In total, 79 species of spiders from 33 genera and 11 families were recorded in the steppes of central Kazakhstan. Taxonomically, the most diverse spider populations were determined in the desert steppes. On the latitudinal gradient from north to south, there is a decrease in the dynamic density of spiders at the upper positions of the catena, while the ecological diversity of spider taxocenes increases. It was found that spiders were most numerous in the lowest positions of the studied catenas. A gradual increase in dynamic density from the upper to the lower position took place only on the desert steppe catena (Barshyn).

Both qualitatively and quantitatively, ground spiders of the family Gnaphosidae are the most important group in the study area, which is due to the arid features of the climate in this area. In dry and desert steppes, the proportion of representatives of this group at all positions of catena exceeded 50%. The most abundant and widespread species of central Kazakhstan steppes is Gnaphosa steppica.

The second most important group is represented by wolf spiders (Lycosidae), which are most numerous in the lower, more humid positions of the catena. Among them, some taxa are also associated with arid regions and dry stations.

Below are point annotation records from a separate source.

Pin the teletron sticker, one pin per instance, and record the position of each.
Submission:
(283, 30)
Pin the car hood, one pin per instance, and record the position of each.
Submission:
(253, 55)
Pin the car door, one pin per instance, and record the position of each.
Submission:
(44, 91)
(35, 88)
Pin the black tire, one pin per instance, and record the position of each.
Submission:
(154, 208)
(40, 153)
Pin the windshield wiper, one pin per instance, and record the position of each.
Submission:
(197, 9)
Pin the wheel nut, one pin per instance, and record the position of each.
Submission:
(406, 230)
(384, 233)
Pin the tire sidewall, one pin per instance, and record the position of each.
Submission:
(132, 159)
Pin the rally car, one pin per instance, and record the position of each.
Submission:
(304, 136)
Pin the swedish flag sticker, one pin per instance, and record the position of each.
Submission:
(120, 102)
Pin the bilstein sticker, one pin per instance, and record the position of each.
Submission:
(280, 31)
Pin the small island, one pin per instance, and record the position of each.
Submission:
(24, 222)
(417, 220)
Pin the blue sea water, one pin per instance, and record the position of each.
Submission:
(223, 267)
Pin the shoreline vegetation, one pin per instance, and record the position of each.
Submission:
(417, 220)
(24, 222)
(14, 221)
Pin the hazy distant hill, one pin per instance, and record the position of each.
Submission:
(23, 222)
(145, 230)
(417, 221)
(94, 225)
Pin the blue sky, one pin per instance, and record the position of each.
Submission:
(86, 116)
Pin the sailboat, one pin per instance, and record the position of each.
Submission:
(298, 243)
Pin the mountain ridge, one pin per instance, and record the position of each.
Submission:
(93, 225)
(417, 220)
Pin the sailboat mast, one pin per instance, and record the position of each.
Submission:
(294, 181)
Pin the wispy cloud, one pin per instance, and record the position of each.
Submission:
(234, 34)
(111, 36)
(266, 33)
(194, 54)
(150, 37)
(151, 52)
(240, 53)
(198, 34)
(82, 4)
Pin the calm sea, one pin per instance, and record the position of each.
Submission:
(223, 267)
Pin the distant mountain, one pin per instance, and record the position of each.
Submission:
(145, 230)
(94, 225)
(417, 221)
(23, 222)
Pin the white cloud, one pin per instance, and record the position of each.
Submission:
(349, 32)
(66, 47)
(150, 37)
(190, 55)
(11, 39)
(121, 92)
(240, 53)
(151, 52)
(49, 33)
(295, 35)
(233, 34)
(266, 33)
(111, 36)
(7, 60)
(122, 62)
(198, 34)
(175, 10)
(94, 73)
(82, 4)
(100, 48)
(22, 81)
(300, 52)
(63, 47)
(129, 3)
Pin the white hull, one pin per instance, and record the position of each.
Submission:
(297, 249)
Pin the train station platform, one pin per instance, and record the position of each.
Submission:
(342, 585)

Thus, representatives of the genera Evippa, Lycosa, and Mustelicosa were recorded only on the desert-steppe catena.

Jumping spiders (Salticidae) in the study area were represented mainly by species typical for dry habitats. From north to south, from the typical to the desert steppe, the number of species of these spiders increases significantly, as does their proportion in the population structure.

An analysis of the species compositions and population of spiders at various positions of the catenas of central Kazakhstan showed that habitats similar in faunistic composition are, as a rule, similar in population structure.

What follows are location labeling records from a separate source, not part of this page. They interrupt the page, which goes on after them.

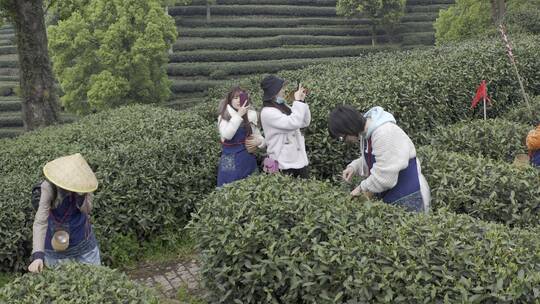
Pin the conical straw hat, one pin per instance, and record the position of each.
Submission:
(71, 173)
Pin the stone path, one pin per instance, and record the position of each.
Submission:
(169, 277)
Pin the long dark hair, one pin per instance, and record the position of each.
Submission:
(233, 93)
(345, 120)
(272, 103)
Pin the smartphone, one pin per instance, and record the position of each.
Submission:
(244, 99)
(298, 83)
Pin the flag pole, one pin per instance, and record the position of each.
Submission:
(485, 113)
(513, 61)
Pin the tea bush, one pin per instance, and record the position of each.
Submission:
(150, 163)
(76, 284)
(523, 114)
(482, 188)
(498, 139)
(273, 53)
(273, 239)
(424, 89)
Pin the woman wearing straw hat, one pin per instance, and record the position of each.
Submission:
(62, 230)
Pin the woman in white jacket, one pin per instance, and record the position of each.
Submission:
(388, 160)
(281, 125)
(240, 137)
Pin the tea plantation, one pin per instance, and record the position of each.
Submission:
(245, 37)
(275, 239)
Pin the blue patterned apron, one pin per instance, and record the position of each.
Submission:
(235, 162)
(406, 192)
(535, 159)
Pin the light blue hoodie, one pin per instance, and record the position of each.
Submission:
(378, 117)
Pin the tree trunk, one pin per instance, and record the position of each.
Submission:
(498, 9)
(373, 34)
(40, 101)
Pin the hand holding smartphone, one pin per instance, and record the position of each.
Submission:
(244, 99)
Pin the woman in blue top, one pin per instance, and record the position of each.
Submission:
(240, 137)
(62, 230)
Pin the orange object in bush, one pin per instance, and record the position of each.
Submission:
(533, 139)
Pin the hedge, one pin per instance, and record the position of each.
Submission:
(76, 284)
(9, 64)
(424, 89)
(249, 32)
(272, 54)
(523, 114)
(8, 50)
(482, 188)
(148, 160)
(426, 2)
(411, 27)
(246, 10)
(268, 22)
(260, 43)
(243, 68)
(270, 2)
(425, 38)
(498, 139)
(279, 240)
(419, 17)
(426, 8)
(194, 86)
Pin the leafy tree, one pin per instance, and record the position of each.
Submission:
(40, 101)
(113, 52)
(473, 18)
(386, 13)
(467, 18)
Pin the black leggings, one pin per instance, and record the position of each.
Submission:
(301, 173)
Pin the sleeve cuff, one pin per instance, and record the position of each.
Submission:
(38, 255)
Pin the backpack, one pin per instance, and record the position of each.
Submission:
(36, 194)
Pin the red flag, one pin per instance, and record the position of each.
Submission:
(481, 94)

The transition from typical steppes to desert ones is associated with a decrease in the number of species with a subboreal humid type of habitat and to an increase of the number of subarid species, most of which are recorded in steppe, semidesert, and solonchak habitats.

In contrast to the species richness of carabid beetles, which decreases in the series of these habitats from north to south, the number of spider species increases, and this is similar to the species richness of darkling beetles. The patterns of changes in areageographical spectra at the positions of the studied catenas in spiders and ground beetles are similar (Mordkovich et al., 2020). Therefore, we can support the effect of the principle of zonal change of habitats discovered on Acridoidea (Bei-Bienko, 1966) and confirmed on ground beetles (Lyubechanskii and Mordkovich, 1997).